On these grounds I have to accept that fetuses have the right to the life. As pro doesn’t show why his implications for adoption, or any others outweighs this right to life, I have to side with con on arguments.
On this emotive subject. It’s often the con case that is better able to express their objection, pro often implicitly rather than explicitly talks about the real issue and justification, which often means that those taking pro position here have a tougher time, and focus more on irrelevant side notes than proving their contention. Unfortunate this was the same here.
Arguments to con.
Honestly, I probably won't, I'm pretty busy irl so I'll be very inactive during summer it looks like.

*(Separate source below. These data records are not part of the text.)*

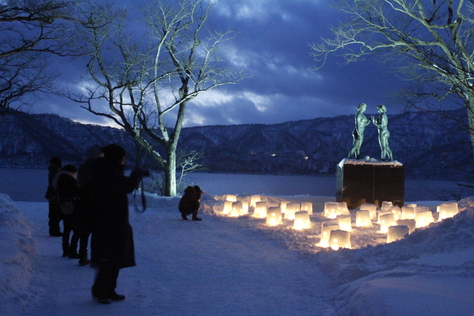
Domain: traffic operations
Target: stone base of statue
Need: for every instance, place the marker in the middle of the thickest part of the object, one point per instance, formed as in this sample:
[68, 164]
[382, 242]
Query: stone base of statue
[370, 181]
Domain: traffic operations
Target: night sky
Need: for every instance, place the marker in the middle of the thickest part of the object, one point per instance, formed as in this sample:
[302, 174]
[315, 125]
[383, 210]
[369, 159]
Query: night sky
[271, 45]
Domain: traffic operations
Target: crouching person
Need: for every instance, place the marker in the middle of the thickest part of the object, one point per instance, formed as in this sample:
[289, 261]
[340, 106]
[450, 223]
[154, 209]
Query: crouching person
[189, 203]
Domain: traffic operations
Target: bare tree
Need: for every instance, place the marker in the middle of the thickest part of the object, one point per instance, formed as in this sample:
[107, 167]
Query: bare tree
[432, 39]
[143, 83]
[32, 30]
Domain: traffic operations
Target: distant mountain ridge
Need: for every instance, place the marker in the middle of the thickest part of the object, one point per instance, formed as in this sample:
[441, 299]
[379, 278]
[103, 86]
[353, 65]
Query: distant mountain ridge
[428, 146]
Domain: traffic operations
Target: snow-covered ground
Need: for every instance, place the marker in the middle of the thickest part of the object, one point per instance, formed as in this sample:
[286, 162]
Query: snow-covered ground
[239, 266]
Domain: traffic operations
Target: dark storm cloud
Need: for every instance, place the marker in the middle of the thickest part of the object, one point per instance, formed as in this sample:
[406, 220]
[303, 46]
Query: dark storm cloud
[271, 45]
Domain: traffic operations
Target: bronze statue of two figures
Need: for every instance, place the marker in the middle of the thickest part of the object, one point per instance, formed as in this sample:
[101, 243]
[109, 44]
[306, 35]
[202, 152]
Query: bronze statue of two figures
[361, 121]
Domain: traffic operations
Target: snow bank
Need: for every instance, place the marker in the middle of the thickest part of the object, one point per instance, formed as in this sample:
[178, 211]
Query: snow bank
[18, 249]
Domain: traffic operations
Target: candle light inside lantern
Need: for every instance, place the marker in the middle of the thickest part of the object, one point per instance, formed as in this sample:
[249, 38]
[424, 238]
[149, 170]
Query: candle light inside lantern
[423, 218]
[260, 210]
[308, 207]
[447, 210]
[397, 232]
[231, 198]
[408, 212]
[326, 232]
[236, 209]
[386, 220]
[291, 209]
[410, 223]
[363, 218]
[273, 216]
[302, 220]
[340, 239]
[254, 199]
[331, 209]
[345, 222]
[371, 208]
[227, 207]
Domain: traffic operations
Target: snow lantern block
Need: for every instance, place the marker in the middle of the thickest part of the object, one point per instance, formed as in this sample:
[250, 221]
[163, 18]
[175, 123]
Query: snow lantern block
[326, 232]
[230, 197]
[273, 216]
[410, 223]
[236, 209]
[386, 205]
[397, 212]
[302, 220]
[227, 207]
[245, 208]
[283, 205]
[339, 239]
[397, 232]
[291, 209]
[254, 199]
[386, 221]
[372, 208]
[331, 209]
[308, 207]
[345, 222]
[408, 212]
[447, 210]
[363, 218]
[260, 210]
[423, 218]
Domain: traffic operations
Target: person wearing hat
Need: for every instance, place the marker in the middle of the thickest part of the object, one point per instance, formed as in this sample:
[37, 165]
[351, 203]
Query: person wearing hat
[112, 246]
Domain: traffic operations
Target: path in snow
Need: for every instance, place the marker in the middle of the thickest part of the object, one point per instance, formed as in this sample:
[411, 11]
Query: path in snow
[211, 267]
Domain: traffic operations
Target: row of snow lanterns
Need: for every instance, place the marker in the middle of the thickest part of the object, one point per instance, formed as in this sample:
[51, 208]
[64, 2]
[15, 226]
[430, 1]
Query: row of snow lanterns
[396, 222]
[274, 213]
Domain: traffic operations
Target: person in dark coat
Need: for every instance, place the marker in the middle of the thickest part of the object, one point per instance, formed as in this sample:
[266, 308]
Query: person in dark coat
[54, 212]
[66, 186]
[83, 211]
[112, 246]
[189, 203]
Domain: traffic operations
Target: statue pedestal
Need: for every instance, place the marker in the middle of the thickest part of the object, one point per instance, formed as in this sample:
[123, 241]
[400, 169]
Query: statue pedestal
[360, 182]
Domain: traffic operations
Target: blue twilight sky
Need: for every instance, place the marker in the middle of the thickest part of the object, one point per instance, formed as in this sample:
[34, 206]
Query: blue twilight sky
[272, 46]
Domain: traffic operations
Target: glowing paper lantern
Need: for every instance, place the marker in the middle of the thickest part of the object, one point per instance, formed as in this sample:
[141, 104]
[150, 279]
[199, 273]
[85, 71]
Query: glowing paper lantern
[410, 223]
[273, 216]
[345, 222]
[291, 209]
[371, 208]
[386, 220]
[408, 212]
[308, 207]
[260, 210]
[386, 205]
[302, 220]
[283, 205]
[326, 232]
[423, 218]
[339, 239]
[254, 199]
[397, 232]
[363, 218]
[227, 207]
[331, 209]
[397, 212]
[236, 209]
[230, 197]
[447, 210]
[245, 208]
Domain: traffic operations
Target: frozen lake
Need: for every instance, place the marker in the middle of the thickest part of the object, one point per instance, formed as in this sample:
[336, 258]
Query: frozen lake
[30, 185]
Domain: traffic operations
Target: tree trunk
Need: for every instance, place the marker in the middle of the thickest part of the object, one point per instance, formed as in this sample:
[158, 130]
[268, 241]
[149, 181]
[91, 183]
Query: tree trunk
[170, 174]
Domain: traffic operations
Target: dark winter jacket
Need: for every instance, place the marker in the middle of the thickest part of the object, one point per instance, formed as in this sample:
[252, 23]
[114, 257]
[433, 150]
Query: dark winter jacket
[189, 201]
[112, 236]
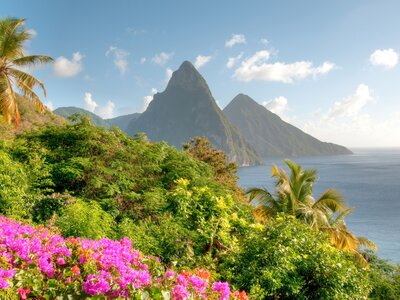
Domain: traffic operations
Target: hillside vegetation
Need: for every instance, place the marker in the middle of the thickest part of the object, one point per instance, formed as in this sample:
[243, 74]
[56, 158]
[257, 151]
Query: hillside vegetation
[90, 182]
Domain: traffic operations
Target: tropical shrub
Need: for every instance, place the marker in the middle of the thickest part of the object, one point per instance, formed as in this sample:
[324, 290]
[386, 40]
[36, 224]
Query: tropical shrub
[85, 219]
[286, 259]
[37, 263]
[13, 187]
[384, 277]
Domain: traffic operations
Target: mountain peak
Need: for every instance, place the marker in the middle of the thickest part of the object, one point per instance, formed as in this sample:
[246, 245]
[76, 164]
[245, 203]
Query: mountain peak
[187, 77]
[270, 135]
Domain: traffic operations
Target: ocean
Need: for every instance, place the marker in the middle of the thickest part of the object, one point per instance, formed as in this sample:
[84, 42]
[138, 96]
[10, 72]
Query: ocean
[369, 180]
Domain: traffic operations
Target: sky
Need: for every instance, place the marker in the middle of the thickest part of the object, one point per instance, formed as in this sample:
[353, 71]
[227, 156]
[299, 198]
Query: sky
[328, 67]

And to be frank, I don't like abortion debates.
They're oversaturated and both sides use the same boring arguments.
The contender here is probably just going to go, "but what if person A isn't sentient or person B is mentality deficient, do we kill them????"
Right now I can't vote cause I didn't fulfill all of the tedious requirements, but you can, so do you agree with instigator or contender?
If it were up to me, I guess I would:
Give arguments to instigator (both sides had strong arguments, but the instigator provided more strong arguments than the contender did, even though the instigator was drawing false lines at things)
Tie sources (although I recommend that the instigator avoid using nylon.com as a source, simply because it loaded with dozens of ads, pop-ups, fancy pictures, and links to purchase shoes, glasses, t-shirts, and other lame products, all of which can slow down certain peoples' browsers and computers; if it wasn't for my adblock plus, my computer probably would have frozen and/or crashed)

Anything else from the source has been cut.